The U.S. and Russia did not even open negotiations on extending the treaty, and China has already made clear that it does not agree with Trump’s proposal to trilateralize the agreement. As a result, Russia and the United States are no longer subject to any legal limits on their nuclear arsenals.
Repeated threats by the Russian leadership to use nuclear weapons in the war in Ukraine, combined with the stance of the American leadership – with a “New Security Strategy” centered on a regionally focused imperialism – leave none of their allies feeling secure.

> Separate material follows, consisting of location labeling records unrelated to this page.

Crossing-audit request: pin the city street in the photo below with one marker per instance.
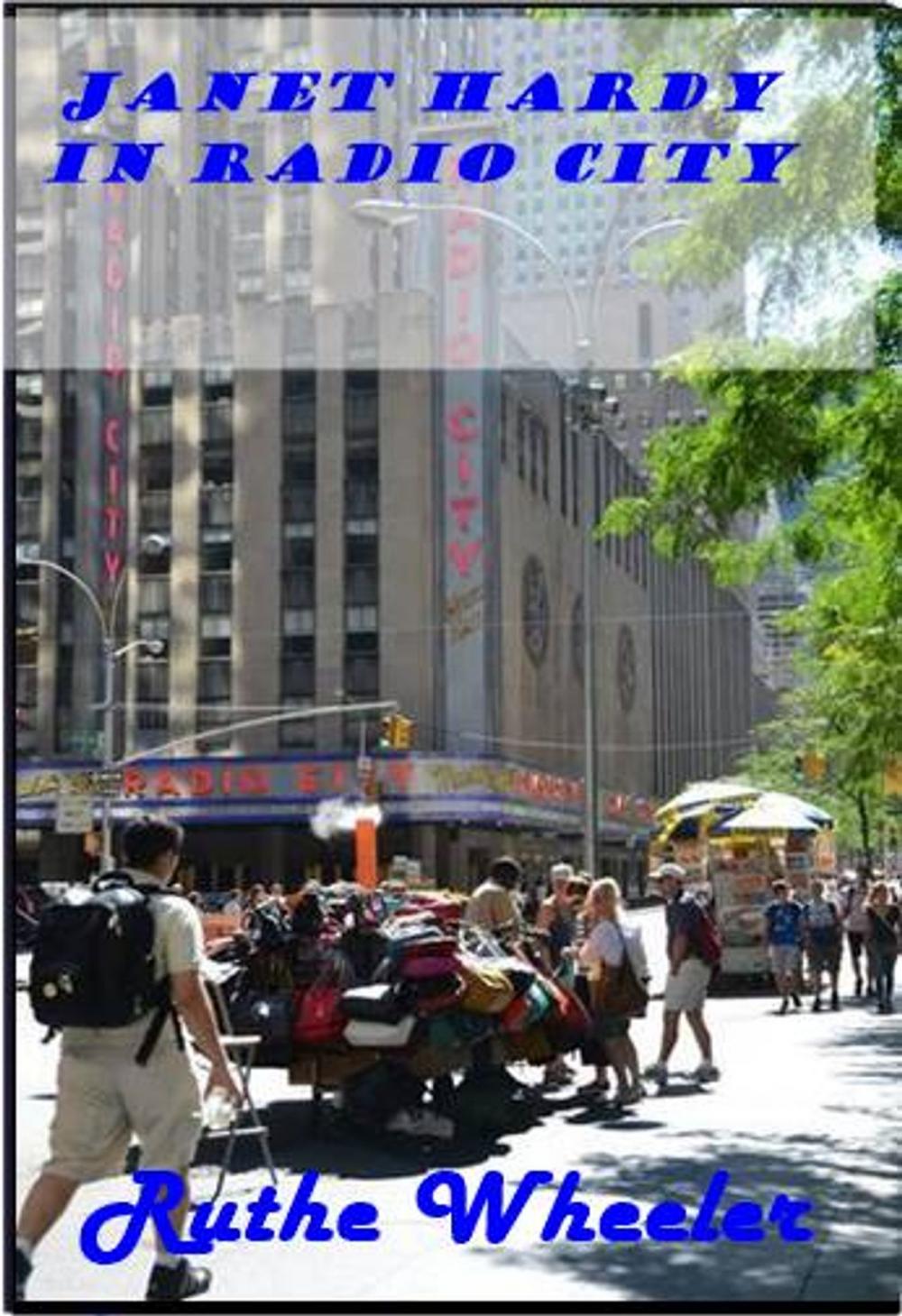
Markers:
(806, 1106)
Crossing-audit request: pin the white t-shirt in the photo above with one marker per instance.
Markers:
(606, 943)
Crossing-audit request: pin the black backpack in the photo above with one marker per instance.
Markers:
(94, 961)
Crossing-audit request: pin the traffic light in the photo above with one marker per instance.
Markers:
(814, 766)
(397, 732)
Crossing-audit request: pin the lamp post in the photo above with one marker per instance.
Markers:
(392, 214)
(111, 656)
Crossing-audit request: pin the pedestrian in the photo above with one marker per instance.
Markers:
(782, 919)
(882, 943)
(105, 1095)
(855, 897)
(492, 906)
(603, 951)
(689, 975)
(822, 932)
(592, 1051)
(234, 906)
(556, 923)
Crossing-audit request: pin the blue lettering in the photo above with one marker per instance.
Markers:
(302, 166)
(741, 1223)
(224, 163)
(160, 95)
(457, 92)
(265, 1204)
(486, 162)
(292, 92)
(148, 1207)
(790, 1209)
(369, 161)
(681, 91)
(94, 97)
(750, 89)
(541, 95)
(664, 1220)
(702, 1229)
(631, 160)
(489, 1196)
(765, 160)
(360, 88)
(427, 158)
(220, 1229)
(69, 166)
(226, 88)
(357, 1223)
(610, 91)
(618, 1223)
(302, 1206)
(133, 161)
(566, 1207)
(569, 165)
(695, 160)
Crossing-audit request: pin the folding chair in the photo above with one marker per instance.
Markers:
(241, 1049)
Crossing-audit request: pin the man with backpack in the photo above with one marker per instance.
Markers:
(693, 953)
(116, 971)
(822, 929)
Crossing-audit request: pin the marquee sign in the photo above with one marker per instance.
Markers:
(412, 787)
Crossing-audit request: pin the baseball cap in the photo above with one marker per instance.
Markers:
(667, 870)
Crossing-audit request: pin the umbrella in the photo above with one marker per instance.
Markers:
(773, 812)
(701, 794)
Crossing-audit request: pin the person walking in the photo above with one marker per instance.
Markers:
(556, 924)
(882, 943)
(822, 932)
(855, 897)
(492, 906)
(782, 919)
(105, 1094)
(689, 977)
(603, 954)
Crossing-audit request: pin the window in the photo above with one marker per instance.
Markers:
(521, 421)
(216, 550)
(216, 595)
(214, 681)
(644, 333)
(299, 621)
(298, 678)
(299, 590)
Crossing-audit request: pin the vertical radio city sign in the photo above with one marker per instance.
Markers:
(114, 522)
(465, 545)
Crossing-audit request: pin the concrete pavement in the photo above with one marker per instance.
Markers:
(806, 1107)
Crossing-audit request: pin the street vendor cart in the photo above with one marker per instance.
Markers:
(733, 840)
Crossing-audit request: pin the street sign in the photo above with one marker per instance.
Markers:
(108, 780)
(74, 814)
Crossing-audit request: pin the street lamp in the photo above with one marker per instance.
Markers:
(394, 214)
(111, 654)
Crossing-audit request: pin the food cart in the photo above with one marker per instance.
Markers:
(733, 840)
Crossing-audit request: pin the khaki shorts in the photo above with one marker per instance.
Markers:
(105, 1097)
(785, 961)
(687, 987)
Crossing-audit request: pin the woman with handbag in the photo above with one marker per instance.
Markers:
(619, 975)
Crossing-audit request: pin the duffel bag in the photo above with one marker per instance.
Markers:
(369, 1032)
(428, 966)
(432, 995)
(271, 1015)
(378, 1003)
(319, 1017)
(487, 989)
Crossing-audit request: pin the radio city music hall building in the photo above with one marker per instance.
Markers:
(377, 532)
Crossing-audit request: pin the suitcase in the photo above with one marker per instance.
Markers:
(378, 1003)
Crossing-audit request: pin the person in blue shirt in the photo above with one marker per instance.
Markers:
(784, 924)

The resulting uncertainty is driving an arms race, both in conventional and nuclear weapons. At the same time, the repeated violation of international law by the U.S. and Russia legitimizes other powers in denouncing or failing to comply with international treaties aimed at preventing the proliferation of nuclear weapons.
In regions marked by conflicts between regional powers, nuclear proliferation had already begun. This is the case in South Asia, with India (172 nuclear warheads) and Pakistan (170), and in the Middle East, with Israel (90) and Iran.
In the Far East, the lack of confidence in the American superpower is leading Japan to rearm. South Korea is also likely to seek to ensure its strategic autonomy in response to the U.S. pullback. In both cases, rearmament is unlikely to stop at conventional weapons, given the external security threats posed by Russia, China, and North Korea (50).
Europe, too, cannot realistically count on U.S. intervention in the event of Russian aggression. After decades of illusions about “shared interests” with the United States, Europe has finally decided to take responsibility for its own defense. The new European policy of conventional rearmament will take time to implement and will be slowed by Russian Trojan horses that have come to power – or may yet come to power – in several European countries.
In any case, history shows that the only way to guarantee European security and prevent aggression from an increasingly militarized imperialistic Russia is nuclear deterrence – that is, through the creation of a nuclear arsenal by frontline European countries such as Poland. Poland has already stated loudly and clearly that it will have / acquire nuclear weapons. Some Nordic and Baltic countries have already said they would accept the deployment of nuclear weapons. Germany is likely to follow Poland’s path.
Moreover, if the U.S. and Russia are unwilling to reduce their colossal nuclear arsenals, if erratic, transactional American governments led by corrupt individuals cannot be trusted, if middle powers already possess nuclear weapons, why should European countries – betrayed by the current American leadership – forgo them, when they are essential to Europe’s defense?